Analizziamo nel dettaglio coloro che rientrano in tale categoria e quali motivazioni dovrebbero spingere la dirigenza isolana a puntare su di loro in vista della costruzione di una rosa ambiziosa, composta da 20/22 giocatori.

Cragno: Un rendimento in continua crescita ha portato l’estremo difensore toscano alla ribalta nazionale e non solo. Tra i pali è oramai un’assoluta certezza nonostante una carriera ancora agli albori.

Klavan: Al netto dei numerosi infortuni, il difensore baltico assicura doti difensive affinate nel corso di un’importante carriera. Non solo, esperienza e indubbie capacità in fase d’impostazione, rendono auspicabile la sua permanenza nell’isola.

Ceppitelli: il difensore umbro non è mai riuscito ad innalzare il proprio rendimento in modo tale da essere considerato una certezza nella retroguardia rossoblù. Nonostante ciò può rivestire i panni di prima riserva all’interno di una squadra con maggiori ambizioni.

Romagna: uno dei prospetti più interessanti del panorama tricolore. Possiede qualità che, se coltivate a dovere, sono in grado di restituire alla causa rossoblù un futuro componente delle Nazionale italiana.

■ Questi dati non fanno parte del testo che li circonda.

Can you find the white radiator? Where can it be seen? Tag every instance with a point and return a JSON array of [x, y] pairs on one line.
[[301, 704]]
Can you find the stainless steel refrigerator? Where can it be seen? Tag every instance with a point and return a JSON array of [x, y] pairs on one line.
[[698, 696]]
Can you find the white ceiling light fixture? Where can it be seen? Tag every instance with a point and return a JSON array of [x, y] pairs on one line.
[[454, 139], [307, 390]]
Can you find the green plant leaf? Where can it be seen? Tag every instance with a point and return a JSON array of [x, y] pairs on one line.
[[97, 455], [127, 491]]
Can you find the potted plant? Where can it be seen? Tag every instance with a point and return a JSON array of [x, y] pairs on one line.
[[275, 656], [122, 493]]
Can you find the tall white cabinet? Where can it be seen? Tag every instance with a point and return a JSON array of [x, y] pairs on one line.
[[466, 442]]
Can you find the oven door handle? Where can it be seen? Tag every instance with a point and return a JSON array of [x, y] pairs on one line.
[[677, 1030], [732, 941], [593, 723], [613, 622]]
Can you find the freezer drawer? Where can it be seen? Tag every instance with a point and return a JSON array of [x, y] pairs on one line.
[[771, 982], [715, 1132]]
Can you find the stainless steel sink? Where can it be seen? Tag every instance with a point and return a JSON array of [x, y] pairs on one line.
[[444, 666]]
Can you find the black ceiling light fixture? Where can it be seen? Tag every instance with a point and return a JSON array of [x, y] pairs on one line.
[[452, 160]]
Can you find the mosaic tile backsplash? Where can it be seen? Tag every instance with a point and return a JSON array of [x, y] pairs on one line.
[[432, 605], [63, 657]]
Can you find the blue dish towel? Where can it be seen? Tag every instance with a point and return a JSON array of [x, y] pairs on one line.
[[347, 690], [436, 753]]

Bradaric: nonostante un attuale rendimento non propriamente all’altezza, il nazionale croato, in virtù di un investimento importante, è chiamato ad innalzare il proprio apporto diventando un tassello importante.

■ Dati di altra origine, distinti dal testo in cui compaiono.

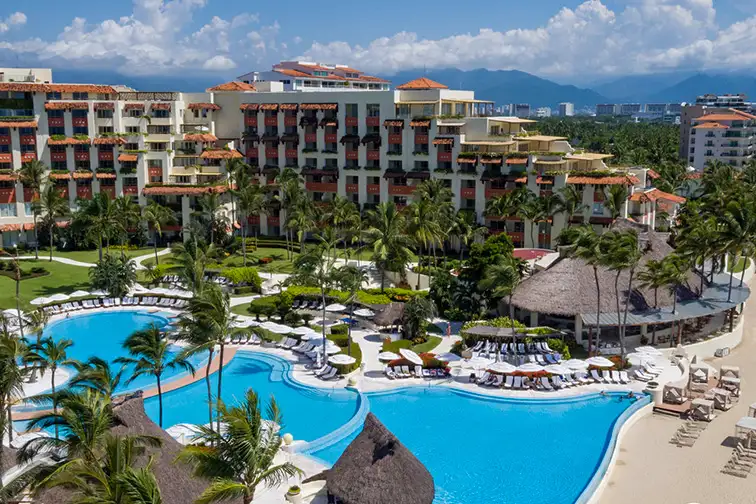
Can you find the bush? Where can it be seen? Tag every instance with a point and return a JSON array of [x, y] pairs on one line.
[[243, 276]]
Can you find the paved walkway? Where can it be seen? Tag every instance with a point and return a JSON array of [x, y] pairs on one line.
[[649, 469]]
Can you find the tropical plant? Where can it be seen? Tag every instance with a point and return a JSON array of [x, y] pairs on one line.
[[115, 275], [150, 355], [240, 459], [156, 216], [49, 355]]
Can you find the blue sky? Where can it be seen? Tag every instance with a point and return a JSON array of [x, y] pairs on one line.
[[565, 40]]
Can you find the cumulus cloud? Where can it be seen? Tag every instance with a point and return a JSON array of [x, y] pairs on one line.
[[15, 19], [646, 35]]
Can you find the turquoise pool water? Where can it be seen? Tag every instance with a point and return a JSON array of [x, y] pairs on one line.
[[307, 413], [502, 451], [102, 335]]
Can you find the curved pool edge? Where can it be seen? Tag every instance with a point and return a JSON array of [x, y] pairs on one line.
[[592, 492]]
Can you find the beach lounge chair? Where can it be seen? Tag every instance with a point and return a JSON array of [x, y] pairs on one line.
[[596, 377], [606, 376], [517, 384]]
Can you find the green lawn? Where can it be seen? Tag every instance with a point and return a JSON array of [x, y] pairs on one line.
[[62, 278]]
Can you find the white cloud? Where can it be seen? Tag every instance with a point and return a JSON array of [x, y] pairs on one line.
[[646, 35], [15, 19]]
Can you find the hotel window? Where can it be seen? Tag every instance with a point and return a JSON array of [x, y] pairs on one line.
[[7, 209]]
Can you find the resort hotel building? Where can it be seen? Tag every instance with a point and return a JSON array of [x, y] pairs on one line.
[[345, 132]]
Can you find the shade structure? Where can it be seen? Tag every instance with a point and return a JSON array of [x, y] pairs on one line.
[[649, 350], [336, 307], [530, 367], [411, 356], [448, 357], [388, 356], [557, 369], [501, 367], [341, 359], [599, 361], [575, 364]]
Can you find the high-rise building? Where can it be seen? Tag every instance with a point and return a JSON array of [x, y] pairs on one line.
[[367, 145], [566, 109]]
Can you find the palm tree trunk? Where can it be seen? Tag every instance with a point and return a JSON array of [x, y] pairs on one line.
[[209, 390], [220, 383], [160, 402]]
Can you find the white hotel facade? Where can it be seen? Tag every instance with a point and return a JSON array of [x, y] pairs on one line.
[[346, 133]]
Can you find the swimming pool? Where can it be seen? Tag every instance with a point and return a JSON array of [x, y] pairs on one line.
[[308, 413], [102, 335], [478, 448]]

Ionita: il moldavo non ha mai mantenuto fede alle numerose aspettative sul suo conto, tuttavia può rappresentare un’utile alternativa partendo dalla panchina.

Faragó: l’ex Novara, qualora venisse liberato dall’etichetta impropria di terzino destro, potrebbe riprendere un percorso che sembrava destinato a sfociare verso una maglia da titolare.

Barella: il talento sardo è uno dei pezzi pregiati del mercato europeo. Una rinuncia ad una sua cessione e relativo incasso record (probabilmente utopia) rappresenterebbe il primo passo verso la costruzione di una squadra orientata al raggiungimento di una nuova dimensione.

Castro: un recupero completo avrebbe il merito di riconsegnare alla causa cagliaritana un centrocampista moderno, capace di abbinare con discreta qualità entrambe le fasi. La sua assenza ha precluso il raggiungimento di una migliore posizione in classifica nel girone d’andata.

Joao Pedro: qualora venisse sgravato dal peso di una posizione e relativi compiti in continuo mutamento, nelle vesti di seconda punta ha tutte le carte in regola per agguantare con costanza la doppia cifra nella classifica marcatori.

Pavoletti: gioco aereo e doti palla al piede spesso poco considerate, assicurano alla formazione isolana un centravanti capace di trascinare a suon di goal compagni e tifosi ancora per diverse stagioni.